Entlohnung. Wenn von Beteiligung die Rede ist, muss auch über Entlohnung gesprochen werden, dieses Thema gehört selbstverständlich dazu. Dabei reichen die Positionen von der Auffassung, dass eine Bezahlung orientiert an den gesetzlichen Mindestlöhnen zu erfolgen habe bis hin zu der Position, dass allein schon die Möglichkeit zum Mitmachen ein Wert für sich sich darstellt und viele Menschen dankbar sind, sich engagieren zu können.

Rechtliche Grundlagen. In vielen anderen Bereichen des gesellschaftlichen Lebens sind Beteiligungsstrukturen gesetzlich bzw. rechtlich verankert. Andiskutiert wurde die Fragestellung, dass dies in der Wohnungslosenhilfe ebenso zu erfolgen hätte und inwieweit das Sozialgesetzbuch das bereits vorsieht.

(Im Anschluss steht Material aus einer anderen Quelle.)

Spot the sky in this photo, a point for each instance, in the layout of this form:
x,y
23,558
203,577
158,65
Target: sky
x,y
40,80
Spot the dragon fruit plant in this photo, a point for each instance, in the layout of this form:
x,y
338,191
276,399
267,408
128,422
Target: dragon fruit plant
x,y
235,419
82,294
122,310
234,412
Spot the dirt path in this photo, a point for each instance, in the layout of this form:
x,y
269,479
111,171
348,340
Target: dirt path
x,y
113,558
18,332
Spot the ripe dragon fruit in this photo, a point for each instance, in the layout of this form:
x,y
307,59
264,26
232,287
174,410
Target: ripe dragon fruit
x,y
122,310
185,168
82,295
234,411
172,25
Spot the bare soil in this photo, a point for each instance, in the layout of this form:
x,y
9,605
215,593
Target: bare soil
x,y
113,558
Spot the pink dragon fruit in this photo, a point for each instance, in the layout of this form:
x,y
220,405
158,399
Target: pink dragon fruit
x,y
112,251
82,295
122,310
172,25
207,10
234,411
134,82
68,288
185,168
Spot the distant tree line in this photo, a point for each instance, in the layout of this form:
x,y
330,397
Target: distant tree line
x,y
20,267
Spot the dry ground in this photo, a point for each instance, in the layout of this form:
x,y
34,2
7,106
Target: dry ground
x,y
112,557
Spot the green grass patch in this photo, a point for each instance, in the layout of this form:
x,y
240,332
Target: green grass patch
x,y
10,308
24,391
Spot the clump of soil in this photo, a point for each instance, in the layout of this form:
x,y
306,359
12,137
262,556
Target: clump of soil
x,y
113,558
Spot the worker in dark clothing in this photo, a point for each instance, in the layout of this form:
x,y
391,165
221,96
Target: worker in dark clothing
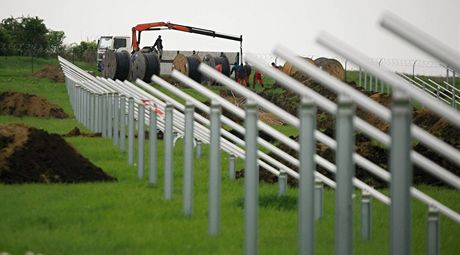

Ängste der Sozialarbeiter_innen. Kritisch reflektiert wurde auch die Rolle der Sozialarbeiter_innen im Prozess einer zunehmenden Beteiligung Wohnungsloser. Bestehende Existenz- und Zukunftsängste, die Sorge, dass die eigenen Arbeit überflüssig werden könnte, waren Bestandteil der Überlegung zur Situation der Sozialarbeiter_innen in den Einrichtungen in Verbindung mit Erwartungsdruck von der Leitung und Arbeitsüberlastung. In der Debatte erfolgte der Hinweis, dass der durch Beteiligungsstrukturen entstehende Mehrwert der Schlüssel zum Abbau der Ängste sein könnte.

Perspektiven. Abschließend äußerten sich die Teilnehmer_innen der AG zu ihren zentralen Wünschen. Genannt wurden folgende Themen.

a) Ausschlafen können. Gemeint ist, dass Treffen zur Teilhabe und zur Vernetzung wohnungsloser mehr Zeit erfordern und nicht an einem Tag durchgezogen werden sollten

b) Europa soll vorwärts kommen. Eine Verbesserung der Teilhabe und Selbstorganisation Wohnungsloser kann nur auf europäischer Ebene gelingen, in dem an einem sozialen Europa gearbeitet wird.

c) Bündelung. Ziel muss es sein, eine Bündelung von (bereits bestehenden) Initiativen und Plattformen zu erreichen. Diese sollen verbessert, verstärkt und zusammen gebracht werden.

d) Ein Teilnehmer äußerte die Vorstellung, dass dabei auch die Politik einbezogen werden solle. Diese Position wurde nicht von den anderen geteilt.

e) Öffentlicher Personenverkehr. Um die Selbstorganisation und Teilhabe Wohnungsloser zu befördern, ist es erforderlich, dass der öffentlich Personenverkehr weiter ausgebaut wird (Anreise mit Bus, Bahn etc.).

Schlussdebatte. In der kurzen Schlussdebatte zu den Perspektiven der Partizipation wurden sowohl pessimistische ("Das nützt nix") als auch optimistische Positionen ("Engagement bringt immer was") vertreten.